← 戻る 鬼怒川パークホテルズ

畳の縁に躓いて、みんなで笑った午後

9月の風は、しっとりと湿り気を帯びて、肌にまとわりつくような冷たさだった。鬼怒川温泉駅からホテルまでわずか5分。誰が一番に迷うかというくだらない賭けをしたが、結局は全員で同じ方向を間違えた。青白い画面の地図を凝視し、「絶対こっちだって」と譲らない声が、静まり返った街に小さく反響する。ようやく鬼怒川パークホテルズの重厚な入り口が見えたとき、誰が正解だったかなど、もうどうでもよくなっていた。



朝食に並んだ湯葉の、あの白く透き通った質感。舌の上でつるりと滑り、喉を通る瞬間に大豆の淡い甘みがふわりと広がる。それはまるで、冷たいシルクのリボンを飲み込んでいるような心地よさだった。誰が一番多く食べられるかという、子供のような競争が始まったが、最後にはみんなで「もう無理」と同時に呟いた。湯気の向こう側で、心地よい沈黙がゆっくりと流れていった。

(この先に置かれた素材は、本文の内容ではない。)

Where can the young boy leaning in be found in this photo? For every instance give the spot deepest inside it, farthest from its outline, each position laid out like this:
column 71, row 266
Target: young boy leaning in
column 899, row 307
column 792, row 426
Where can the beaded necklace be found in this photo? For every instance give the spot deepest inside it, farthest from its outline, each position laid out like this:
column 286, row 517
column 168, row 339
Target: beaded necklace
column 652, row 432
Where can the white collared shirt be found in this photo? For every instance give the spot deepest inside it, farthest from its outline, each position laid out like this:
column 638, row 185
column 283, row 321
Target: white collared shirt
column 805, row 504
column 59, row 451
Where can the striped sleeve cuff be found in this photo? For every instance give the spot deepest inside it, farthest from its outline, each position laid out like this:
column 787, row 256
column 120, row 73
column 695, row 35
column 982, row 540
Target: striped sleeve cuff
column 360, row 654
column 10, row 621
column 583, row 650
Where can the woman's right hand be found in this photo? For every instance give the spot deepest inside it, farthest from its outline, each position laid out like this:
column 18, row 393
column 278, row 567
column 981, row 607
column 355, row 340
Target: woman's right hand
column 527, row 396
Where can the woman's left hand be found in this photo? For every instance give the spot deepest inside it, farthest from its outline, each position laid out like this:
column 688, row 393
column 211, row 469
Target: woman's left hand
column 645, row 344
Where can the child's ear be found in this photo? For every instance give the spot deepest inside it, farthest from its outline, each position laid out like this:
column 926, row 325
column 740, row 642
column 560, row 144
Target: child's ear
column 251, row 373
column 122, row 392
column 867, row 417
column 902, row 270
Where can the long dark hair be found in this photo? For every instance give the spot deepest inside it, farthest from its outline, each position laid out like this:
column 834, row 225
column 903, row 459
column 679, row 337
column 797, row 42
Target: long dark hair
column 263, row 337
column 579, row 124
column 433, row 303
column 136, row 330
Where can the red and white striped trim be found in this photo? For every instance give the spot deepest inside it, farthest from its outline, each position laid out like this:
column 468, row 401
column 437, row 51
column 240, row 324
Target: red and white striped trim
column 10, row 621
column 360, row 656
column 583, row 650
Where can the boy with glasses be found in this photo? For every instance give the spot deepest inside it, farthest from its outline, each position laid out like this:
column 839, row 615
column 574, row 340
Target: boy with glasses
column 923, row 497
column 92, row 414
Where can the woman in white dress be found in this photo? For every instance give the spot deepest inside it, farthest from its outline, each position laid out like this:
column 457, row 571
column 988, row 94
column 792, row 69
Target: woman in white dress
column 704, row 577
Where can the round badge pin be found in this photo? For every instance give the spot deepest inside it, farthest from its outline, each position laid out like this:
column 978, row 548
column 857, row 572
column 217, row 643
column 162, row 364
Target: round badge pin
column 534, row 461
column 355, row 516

「木の館」の扉を開けた瞬間、一人が大人の余裕を演出し、ゆっくりと畳の上に腰を下ろそうとした。けれど、運悪く畳の縁に足を引っ掛け、派手な音を立てて転がった。その瞬間、静寂だった部屋に爆笑の波が押し寄せる。笑い声は高い天井に跳ね返り、心地よい残響となって空間を満たした。かっこつけなくていいんだよ、という無言の肯定が、そこにはあった。


地球に優しい旅をしようと意気込んで、二酸化炭素排出ゼロのプランを選んだはずだった。なのに実際には、檜風呂の香りに酔いしれて温泉に入りすぎ、脱衣所にはタオルが山のように積み上がっていた。「地球に優しくする前に、自分の肌に優しくしすぎじゃない?」という鋭いツッコミに、私たちは顔を見合わせて笑った。正論よりも、今この瞬間のぬくもりこそが、私たちには何より重要だった。

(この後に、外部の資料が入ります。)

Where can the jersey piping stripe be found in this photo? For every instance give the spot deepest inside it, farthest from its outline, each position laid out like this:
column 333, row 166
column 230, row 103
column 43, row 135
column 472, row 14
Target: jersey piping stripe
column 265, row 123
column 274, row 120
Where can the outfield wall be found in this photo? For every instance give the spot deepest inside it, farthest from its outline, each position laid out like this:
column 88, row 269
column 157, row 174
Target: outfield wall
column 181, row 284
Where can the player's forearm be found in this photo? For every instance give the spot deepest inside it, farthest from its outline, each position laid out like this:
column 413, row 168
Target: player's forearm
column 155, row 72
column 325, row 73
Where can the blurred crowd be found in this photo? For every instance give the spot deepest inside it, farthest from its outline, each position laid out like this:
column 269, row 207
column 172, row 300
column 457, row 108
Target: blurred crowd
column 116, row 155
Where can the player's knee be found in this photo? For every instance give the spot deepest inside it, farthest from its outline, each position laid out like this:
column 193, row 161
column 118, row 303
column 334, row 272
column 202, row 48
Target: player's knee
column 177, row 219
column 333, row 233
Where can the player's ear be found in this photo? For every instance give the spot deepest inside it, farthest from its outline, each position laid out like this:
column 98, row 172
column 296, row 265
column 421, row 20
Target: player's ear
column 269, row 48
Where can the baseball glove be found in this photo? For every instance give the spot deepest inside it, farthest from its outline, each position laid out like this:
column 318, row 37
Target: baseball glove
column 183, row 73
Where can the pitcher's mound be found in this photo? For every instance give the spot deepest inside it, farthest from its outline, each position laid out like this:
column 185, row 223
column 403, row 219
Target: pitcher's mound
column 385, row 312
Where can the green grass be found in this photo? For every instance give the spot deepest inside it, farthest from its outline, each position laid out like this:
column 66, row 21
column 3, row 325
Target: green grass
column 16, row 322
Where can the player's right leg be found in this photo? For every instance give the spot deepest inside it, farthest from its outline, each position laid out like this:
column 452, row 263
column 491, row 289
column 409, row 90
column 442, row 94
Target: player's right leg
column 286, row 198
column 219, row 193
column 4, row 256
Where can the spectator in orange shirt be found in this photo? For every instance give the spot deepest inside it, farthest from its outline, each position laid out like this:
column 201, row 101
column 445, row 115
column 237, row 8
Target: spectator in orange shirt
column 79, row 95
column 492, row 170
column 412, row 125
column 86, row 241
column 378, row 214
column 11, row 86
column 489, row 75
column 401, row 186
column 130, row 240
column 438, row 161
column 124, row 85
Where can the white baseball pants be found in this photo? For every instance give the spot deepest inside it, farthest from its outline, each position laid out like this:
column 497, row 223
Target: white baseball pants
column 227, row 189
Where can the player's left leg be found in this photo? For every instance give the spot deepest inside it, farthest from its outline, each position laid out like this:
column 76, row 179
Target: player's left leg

深夜、そっと窓を開けると、鬼怒川のせせらぎが低い周波数で部屋に流れ込んできた。それは耳で聞くというより、肌で感じる微かな振動に近い。暗闇の中で、誰がいつ寝落ちするかを静かに観察していたが、気づけば全員が深い眠りに落ちていた。孤独というものは、信頼できる誰かと一緒にいるときにだけ、ふっと形を変えて絶対的な安心感になるのかもしれない。


裸足で歩いたフローリングの、ひんやりとした温度が足裏に心地よい。ベッドから窓まで、ゆっくり数えて十歩。そこには、深い谷底へと続く濃緑の景色が広がっていた。過剰な装飾はないが、指先に伝わる木の温もりが、旅で張り詰めていた神経をゆっくりと解きほぐしていく。呼吸が深く、ゆっくりと落ちていくのが分かった。


ふらりと歩き出した道端で、銀色のススキが風に揺れているのを見つけた。九月の柔らかな光を反射して、世界が少しだけ白く塗り替えられたような錯覚に陥る。誰かが「これ、映画のワンシーンみたいじゃない?」と言い、私たちはわざとらしくポーズを決めて写真を撮った。後で見返すと、みんなひどい顔をしていたけれど、それが一番「私たち」らしい、飾らない記録だった。


旅の終わり、チェックアウトしてロビーを出るとき、ふと振り返った。そこには、私たちが残していった笑い声の残響が、まだ静かに漂っているような気がした。何かを得るための旅ではなく、ただ一緒に時間を消費しただけ。でも、その空っぽの時間が、今の私たちには一番必要な質感だったのかもしれない。

最後の一歩を踏み出したとき、誰かが私の肩を軽く叩いた。

  • 鬼怒川パークホテルズに泊まるなら、「木の館」の窓辺で、何もしない時間を15分だけ作ってみて。
  • 近くのススキの群生地を散歩して、あえて地図を捨てて迷子になるのがおすすめ。